Accoltellò il padre a Grignasco, 24enne andrà a processo
Aveva profondamente colpito la comunità di Grignasco l’aggressione avvenuta nella notte tra il 12 e il 13 ottobre scorso, quando Ciro Attena, un uomo di 72 anni, era stato accoltellato nella propria abitazione. Ora la vicenda entra nella fase processuale: la procura di Novara ha chiuso le indagini e ha chiesto il giudizio immediato nei confronti del figlio Gabriel, un 24enne del paese, accusato di tentato omicidio.
Il giovane, detenuto nel carcere di Aosta, è stato ritenuto capace di intendere e di volere e di affrontare il processo, come stabilito dalla perizia psichiatrica disposta nel corso delle indagini. L’udienza è stata fissata per la fine di marzo. La difesa, rappresentata dall’avvocato Annalisa Lipari, ha già avanzato richiesta di rito abbreviato, che prevede lo sconto di un terzo della pena in caso di condanna.

I fatti di fine ottobre
Secondo l’accusa, quella notte il 24enne si sarebbe alzato dal letto, avrebbe raggiunto la cucina per prendere un coltello e avrebbe poi colpito il padre mentre dormiva sul divano. L’uomo riportò ferite al volto, al collo e alle mani, rimediando tagli non profondi mentre tentava di difendersi. A intervenire fu la moglie, che si trovava in un’altra stanza e che chiamò i soccorsi. Il 72enne venne trasportato d’urgenza all’ospedale di Borgomanero. E fu dimesso in poco tempo.
In un primo momento non venne segnalata un’aggressione: furono i sanitari, notando la natura delle ferite, ad allertare le forze dell’ordine. Le indagini dei carabinieri portarono rapidamente al fermo del giovane, rintracciato mentre rientrava da un’area boschiva vicino all’abitazione. Nello stesso luogo fu recuperato anche il coltello da cucina, ancora sporco di sangue.

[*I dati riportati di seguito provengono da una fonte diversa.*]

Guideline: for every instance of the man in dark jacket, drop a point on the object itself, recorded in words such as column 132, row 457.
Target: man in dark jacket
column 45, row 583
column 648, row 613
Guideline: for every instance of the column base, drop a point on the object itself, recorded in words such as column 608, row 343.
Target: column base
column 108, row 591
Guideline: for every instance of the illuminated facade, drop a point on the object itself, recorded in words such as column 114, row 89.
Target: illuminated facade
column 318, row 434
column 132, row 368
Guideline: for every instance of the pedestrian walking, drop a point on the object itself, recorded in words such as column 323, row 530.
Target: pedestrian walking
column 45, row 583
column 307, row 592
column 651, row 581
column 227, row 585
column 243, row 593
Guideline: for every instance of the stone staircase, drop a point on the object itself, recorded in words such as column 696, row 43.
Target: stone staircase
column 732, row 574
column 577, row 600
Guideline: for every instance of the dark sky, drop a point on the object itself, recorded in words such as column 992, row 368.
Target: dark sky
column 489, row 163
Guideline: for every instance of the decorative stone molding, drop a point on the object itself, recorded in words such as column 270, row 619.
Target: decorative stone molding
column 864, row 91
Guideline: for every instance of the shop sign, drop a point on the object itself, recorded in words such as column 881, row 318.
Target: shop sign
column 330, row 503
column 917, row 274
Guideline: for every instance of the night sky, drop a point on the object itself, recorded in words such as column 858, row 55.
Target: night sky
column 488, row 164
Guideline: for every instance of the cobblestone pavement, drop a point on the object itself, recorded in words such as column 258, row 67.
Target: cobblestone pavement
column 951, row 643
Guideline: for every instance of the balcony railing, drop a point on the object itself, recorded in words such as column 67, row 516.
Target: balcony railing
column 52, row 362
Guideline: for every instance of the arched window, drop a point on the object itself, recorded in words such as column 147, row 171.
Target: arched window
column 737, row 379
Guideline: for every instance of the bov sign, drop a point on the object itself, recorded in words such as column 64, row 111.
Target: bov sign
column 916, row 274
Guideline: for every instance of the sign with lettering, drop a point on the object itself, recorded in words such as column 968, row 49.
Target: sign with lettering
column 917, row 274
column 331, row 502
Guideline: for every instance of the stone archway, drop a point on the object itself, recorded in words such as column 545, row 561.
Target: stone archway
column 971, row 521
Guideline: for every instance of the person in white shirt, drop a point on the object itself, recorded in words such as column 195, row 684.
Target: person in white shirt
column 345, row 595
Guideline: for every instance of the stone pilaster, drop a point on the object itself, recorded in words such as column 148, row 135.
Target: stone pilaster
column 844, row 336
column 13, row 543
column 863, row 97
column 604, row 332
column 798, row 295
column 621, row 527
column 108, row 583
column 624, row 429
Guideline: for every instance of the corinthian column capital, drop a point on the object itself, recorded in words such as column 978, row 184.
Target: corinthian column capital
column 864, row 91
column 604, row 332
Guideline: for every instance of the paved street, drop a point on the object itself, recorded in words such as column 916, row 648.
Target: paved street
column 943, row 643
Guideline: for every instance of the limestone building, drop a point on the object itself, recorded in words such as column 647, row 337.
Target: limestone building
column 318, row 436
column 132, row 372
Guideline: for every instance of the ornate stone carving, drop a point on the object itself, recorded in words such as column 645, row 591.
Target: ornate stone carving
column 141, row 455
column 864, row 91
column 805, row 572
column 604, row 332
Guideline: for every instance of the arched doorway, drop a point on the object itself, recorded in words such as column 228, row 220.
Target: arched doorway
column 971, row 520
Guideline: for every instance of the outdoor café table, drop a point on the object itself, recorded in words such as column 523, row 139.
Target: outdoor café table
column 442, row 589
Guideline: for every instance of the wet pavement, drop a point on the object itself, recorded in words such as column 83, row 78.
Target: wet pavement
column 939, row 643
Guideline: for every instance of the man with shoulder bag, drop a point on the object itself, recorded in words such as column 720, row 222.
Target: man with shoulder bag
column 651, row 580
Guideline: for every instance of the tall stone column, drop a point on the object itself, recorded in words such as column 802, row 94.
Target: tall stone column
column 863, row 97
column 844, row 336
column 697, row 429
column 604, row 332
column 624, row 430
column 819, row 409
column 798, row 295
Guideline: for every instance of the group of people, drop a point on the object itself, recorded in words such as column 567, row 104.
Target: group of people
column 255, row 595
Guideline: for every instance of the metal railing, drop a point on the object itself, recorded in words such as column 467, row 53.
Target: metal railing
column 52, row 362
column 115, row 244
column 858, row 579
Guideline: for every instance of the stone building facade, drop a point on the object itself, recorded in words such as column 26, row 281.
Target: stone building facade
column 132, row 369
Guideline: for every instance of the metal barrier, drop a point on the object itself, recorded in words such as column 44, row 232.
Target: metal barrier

“Non c’era intenzione di uccidere”

La difesa punta a una riqualificazione del reato, sostenendo che non vi fosse l’intenzione di uccidere. Una versione che il ragazzo avrebbe ribadito sia durante l’interrogatorio di garanzia sia nei primi colloqui successivi ai fatti. Anche il padre, nei giorni immediatamente successivi all’aggressione, aveva riferito che il figlio non voleva togliergli la vita, e che si era ferito da solo.
Resta ancora poco chiaro il movente. Il 24enne avrebbe parlato di un risveglio improvviso e di un sogno confuso, raccontando di essere stato convinto, in quel momento, di dover “punire” il genitore. Un racconto frammentario, che non ha convinto la procura, orientata a sostenere l’impianto accusatorio del tentato omicidio davanti al giudice.